Por sencillo que parezca, el tema de la centralización en nuestro país tiene sus complejidades, que son imposibles de abordar en un solo comentario. No obstante, en medio de esos entuertos, aparecen dos situaciones muy claras. Por una parte, más que los recursos, están las acciones que durante años han tratado de sostener un nivel de justicia y eliminar las diferencias sociales. Sin embargo, por el otro lado y como un alter ego en negativo, también están circunstancias en las que un dirigente o un colectivo laboral y hasta una comunidad deben esperar de modo pasivo por las decisiones del superior.
Es en esta última realidad donde aparece «la canalita». O, más bien, la actitud de acomodarse a lo que venga, a no molestarse en tomar la iniciativa y a dejar que otros decidan por mí. Curiosamente, tal comportamiento aparece con expresiones de un fuerte sentido protector («No, no, eso no está orientado») o de inacción («¡Qué va, si no han dado los recursos; no se puede hacer nada!»).

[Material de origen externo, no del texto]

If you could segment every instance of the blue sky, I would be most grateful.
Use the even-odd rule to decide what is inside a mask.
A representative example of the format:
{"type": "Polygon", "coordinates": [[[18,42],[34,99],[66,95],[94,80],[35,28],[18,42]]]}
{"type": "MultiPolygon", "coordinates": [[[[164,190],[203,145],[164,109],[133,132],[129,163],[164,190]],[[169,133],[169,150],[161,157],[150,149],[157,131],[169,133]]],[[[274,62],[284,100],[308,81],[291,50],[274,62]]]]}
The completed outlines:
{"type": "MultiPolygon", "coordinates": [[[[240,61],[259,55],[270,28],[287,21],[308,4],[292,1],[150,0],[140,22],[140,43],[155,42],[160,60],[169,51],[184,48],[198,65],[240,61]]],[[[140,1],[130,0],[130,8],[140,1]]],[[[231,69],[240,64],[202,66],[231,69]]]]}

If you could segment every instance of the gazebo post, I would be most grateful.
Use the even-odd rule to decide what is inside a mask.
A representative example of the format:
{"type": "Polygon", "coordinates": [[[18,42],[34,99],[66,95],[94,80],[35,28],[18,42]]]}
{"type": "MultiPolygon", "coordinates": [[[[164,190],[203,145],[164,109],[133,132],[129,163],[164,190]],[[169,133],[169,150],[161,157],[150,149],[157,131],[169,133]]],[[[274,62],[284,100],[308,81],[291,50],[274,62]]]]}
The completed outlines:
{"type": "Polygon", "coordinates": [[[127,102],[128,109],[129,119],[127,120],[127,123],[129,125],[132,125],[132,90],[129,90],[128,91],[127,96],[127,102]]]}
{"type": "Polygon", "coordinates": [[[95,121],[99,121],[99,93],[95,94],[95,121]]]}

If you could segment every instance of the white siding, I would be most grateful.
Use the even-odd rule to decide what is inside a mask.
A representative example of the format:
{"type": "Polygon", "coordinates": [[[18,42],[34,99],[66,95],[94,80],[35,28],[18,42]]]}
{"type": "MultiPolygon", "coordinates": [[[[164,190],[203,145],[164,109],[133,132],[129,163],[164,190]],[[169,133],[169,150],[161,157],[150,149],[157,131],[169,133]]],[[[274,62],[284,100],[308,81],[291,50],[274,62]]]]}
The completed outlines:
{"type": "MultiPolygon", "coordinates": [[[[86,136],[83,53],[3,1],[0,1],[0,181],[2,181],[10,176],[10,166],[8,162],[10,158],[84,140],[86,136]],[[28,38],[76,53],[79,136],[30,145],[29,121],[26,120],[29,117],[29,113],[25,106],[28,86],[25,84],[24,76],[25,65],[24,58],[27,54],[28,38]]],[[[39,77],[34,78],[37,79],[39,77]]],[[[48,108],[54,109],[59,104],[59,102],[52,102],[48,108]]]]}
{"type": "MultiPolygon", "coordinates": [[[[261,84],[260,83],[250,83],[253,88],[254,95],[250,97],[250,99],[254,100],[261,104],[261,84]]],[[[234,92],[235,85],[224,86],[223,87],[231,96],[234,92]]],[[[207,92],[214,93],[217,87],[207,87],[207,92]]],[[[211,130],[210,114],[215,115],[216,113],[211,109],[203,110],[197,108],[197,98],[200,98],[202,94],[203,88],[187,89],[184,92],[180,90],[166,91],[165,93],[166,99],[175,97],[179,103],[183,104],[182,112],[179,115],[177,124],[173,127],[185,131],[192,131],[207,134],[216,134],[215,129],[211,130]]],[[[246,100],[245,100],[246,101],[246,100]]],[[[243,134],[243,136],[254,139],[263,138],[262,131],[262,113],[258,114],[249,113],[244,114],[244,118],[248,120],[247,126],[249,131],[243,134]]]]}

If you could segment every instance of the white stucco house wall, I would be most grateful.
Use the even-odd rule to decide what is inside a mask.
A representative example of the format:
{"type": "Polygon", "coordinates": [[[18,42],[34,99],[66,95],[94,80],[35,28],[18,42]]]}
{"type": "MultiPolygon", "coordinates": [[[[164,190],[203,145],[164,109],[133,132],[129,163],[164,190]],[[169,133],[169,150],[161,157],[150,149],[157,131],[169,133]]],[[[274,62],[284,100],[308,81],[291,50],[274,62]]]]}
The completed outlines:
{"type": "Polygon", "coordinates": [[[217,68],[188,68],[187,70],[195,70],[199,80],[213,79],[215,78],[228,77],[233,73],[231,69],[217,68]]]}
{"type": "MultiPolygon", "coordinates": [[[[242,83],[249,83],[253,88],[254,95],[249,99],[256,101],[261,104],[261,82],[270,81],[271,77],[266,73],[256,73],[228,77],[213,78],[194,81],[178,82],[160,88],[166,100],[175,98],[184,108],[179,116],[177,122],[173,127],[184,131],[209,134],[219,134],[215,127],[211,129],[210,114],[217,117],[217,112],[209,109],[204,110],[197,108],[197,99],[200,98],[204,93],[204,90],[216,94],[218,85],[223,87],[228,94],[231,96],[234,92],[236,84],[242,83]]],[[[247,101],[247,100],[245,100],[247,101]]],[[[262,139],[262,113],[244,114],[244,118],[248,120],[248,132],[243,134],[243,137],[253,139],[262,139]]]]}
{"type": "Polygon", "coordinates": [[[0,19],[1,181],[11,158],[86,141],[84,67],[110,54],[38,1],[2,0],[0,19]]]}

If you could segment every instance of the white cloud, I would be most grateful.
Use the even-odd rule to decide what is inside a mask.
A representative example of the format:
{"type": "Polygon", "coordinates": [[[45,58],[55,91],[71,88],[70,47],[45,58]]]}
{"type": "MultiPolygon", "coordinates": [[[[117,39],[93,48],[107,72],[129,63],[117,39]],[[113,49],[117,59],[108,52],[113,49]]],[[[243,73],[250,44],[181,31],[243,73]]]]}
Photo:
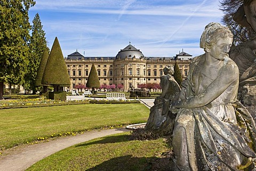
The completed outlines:
{"type": "Polygon", "coordinates": [[[76,48],[114,56],[130,40],[147,56],[172,56],[182,48],[198,55],[204,27],[222,14],[216,1],[180,1],[37,0],[30,16],[39,13],[49,47],[57,36],[65,56],[76,48]]]}

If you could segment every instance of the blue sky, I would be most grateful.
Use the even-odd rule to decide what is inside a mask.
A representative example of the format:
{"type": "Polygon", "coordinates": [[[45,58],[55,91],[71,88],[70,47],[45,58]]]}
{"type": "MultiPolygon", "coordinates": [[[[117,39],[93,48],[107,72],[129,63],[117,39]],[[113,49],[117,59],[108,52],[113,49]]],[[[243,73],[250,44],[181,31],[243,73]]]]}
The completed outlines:
{"type": "Polygon", "coordinates": [[[63,56],[115,56],[131,44],[146,56],[193,56],[204,27],[221,22],[218,0],[36,0],[30,23],[38,13],[51,49],[55,37],[63,56]]]}

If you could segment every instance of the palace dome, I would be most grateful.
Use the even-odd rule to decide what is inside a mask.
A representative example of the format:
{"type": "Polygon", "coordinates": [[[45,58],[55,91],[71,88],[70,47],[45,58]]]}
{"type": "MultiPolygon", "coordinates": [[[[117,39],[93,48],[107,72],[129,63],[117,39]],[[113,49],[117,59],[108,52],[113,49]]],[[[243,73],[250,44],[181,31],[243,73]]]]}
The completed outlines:
{"type": "Polygon", "coordinates": [[[144,55],[140,50],[138,50],[131,44],[129,44],[123,50],[121,50],[116,56],[115,59],[124,60],[126,58],[144,58],[144,55]]]}

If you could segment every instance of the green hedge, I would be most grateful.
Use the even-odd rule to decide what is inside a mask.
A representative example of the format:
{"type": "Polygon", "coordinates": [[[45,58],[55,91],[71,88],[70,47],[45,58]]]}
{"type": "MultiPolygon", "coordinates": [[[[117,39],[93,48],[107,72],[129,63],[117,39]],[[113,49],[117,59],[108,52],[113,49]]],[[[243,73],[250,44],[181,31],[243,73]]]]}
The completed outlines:
{"type": "Polygon", "coordinates": [[[68,102],[55,102],[53,103],[41,103],[41,104],[32,104],[25,105],[6,105],[0,107],[0,109],[15,109],[15,108],[35,108],[35,107],[51,107],[56,105],[66,105],[73,104],[83,104],[89,103],[89,101],[68,101],[68,102]]]}
{"type": "Polygon", "coordinates": [[[140,103],[139,101],[106,101],[106,100],[90,100],[90,103],[93,104],[130,104],[130,103],[140,103]]]}
{"type": "Polygon", "coordinates": [[[66,92],[49,92],[49,99],[54,100],[65,101],[67,100],[66,92]]]}

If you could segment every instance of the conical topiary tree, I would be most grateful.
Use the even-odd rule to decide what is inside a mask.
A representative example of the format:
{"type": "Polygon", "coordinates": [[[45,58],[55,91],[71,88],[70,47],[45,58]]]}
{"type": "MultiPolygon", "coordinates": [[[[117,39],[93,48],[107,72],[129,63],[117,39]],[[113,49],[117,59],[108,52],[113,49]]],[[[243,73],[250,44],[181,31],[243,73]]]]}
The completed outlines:
{"type": "Polygon", "coordinates": [[[38,69],[37,69],[35,85],[36,86],[43,86],[43,92],[46,92],[48,91],[47,85],[42,84],[42,79],[43,78],[43,75],[44,74],[45,66],[46,66],[47,61],[48,60],[48,57],[49,56],[48,51],[45,49],[43,54],[43,56],[41,58],[41,61],[40,61],[40,64],[39,65],[38,69]]]}
{"type": "Polygon", "coordinates": [[[180,73],[180,68],[179,68],[177,61],[175,62],[173,77],[174,77],[175,80],[177,82],[177,83],[180,87],[181,85],[181,82],[182,82],[182,77],[181,76],[181,73],[180,73]]]}
{"type": "MultiPolygon", "coordinates": [[[[47,61],[45,69],[42,79],[42,85],[51,85],[53,86],[54,92],[59,92],[60,87],[70,86],[69,76],[68,75],[68,69],[66,65],[62,52],[60,48],[60,44],[57,37],[55,38],[54,42],[50,53],[48,60],[47,61]]],[[[51,99],[64,100],[64,93],[60,95],[61,97],[56,97],[55,94],[61,94],[61,93],[52,93],[49,92],[49,98],[51,99]]],[[[63,92],[64,93],[64,92],[63,92]]],[[[66,100],[66,93],[65,100],[66,100]]]]}
{"type": "Polygon", "coordinates": [[[86,83],[87,87],[91,87],[92,88],[93,94],[97,94],[97,92],[94,91],[94,88],[100,88],[100,84],[98,77],[97,71],[95,68],[94,64],[93,63],[91,71],[90,71],[89,76],[86,83]]]}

«La canalita» ha venido a convertirse en el sofá oportuno para que el burócrata se acomode o se proteja contra las críticas. Sin embargo, personas honestas, sin ánimo de adquirir estatus, comulgan con esa mentalidad por la sencilla razón de que se han formado en su contexto. En consecuencia se origina un círculo vicioso, donde casi todo se detiene y nada parece cambiar.
Y allí están. Fachadas que no se pintan, aceras que no se arreglan, los ventanales de una escuela o del médico de la familia que no se reparan. Y al final, siempre la aclaración constante: «Hay que esperar, compañeros. Ustedes saben que no han llegado los materiales».
Meses atrás reportábamos sobre una reunión donde un dirigente político le llamaba la atención a otro por la inactividad que se apreciaba en el área bajo su mandato. Allí se mencionaba un concepto, el del esfuerzo propio, que no es más que apoyarse en las posibilidades autóctonas, dígase las personas que habitan en un territorio.
«¿Tú tienes albañiles en el municipio, carpinteros, gente que sabe de electricidad, uno aunque sea?», le preguntaban al hombre. «Sí, los tengo», respondía él. «¿Y entonces por qué no los convocas?», le insistían. El aludido encogió los hombros. No dijo nada; luego armó un discurso exculpatorio, pero lo interesante fue el silencio. Parecía a punto de decir: «No me dieron los recursos, no me dieron la indicación, no me dieron la seña».
Es cierto que la huella dejada por el Período Especial no se puede superar solo con esfuerzos propios. Pero una cosa es enfrentarse a las carencias de importantes recursos para la rehabilitación de la infraestructura de una comunidad y otra muy distinta es apreciar cómo se deteriora el entorno de un pueblo, teniendo personas a mano que pudieran y desean realizar ese trabajo.
Lo anterior lo apreciamos, sobre todo, en los poblados pequeños. Para nadie es un secreto que, por la acumulación de problemas no resueltos, las grandes ciudades del país absorben recursos que no son posibles destinar en las cantidades debidas a núcleos urbanos más pequeños.
Sin embargo, en esos lugares cualquiera observaría detalles que no ameritan la participación de una gran empresa o una decisión «ultrasuperior» para ser enmendados, y que pudieran serlo con la gente del barrio.
Pero ocurre que no. Que no se produce la mejora porque allí está «la canalita» con su lista de argumentos, caminos al vacío. Y en medio de esas justificaciones ocurre el olvido principal: el pueblo con sus infinitos deseos de actuar.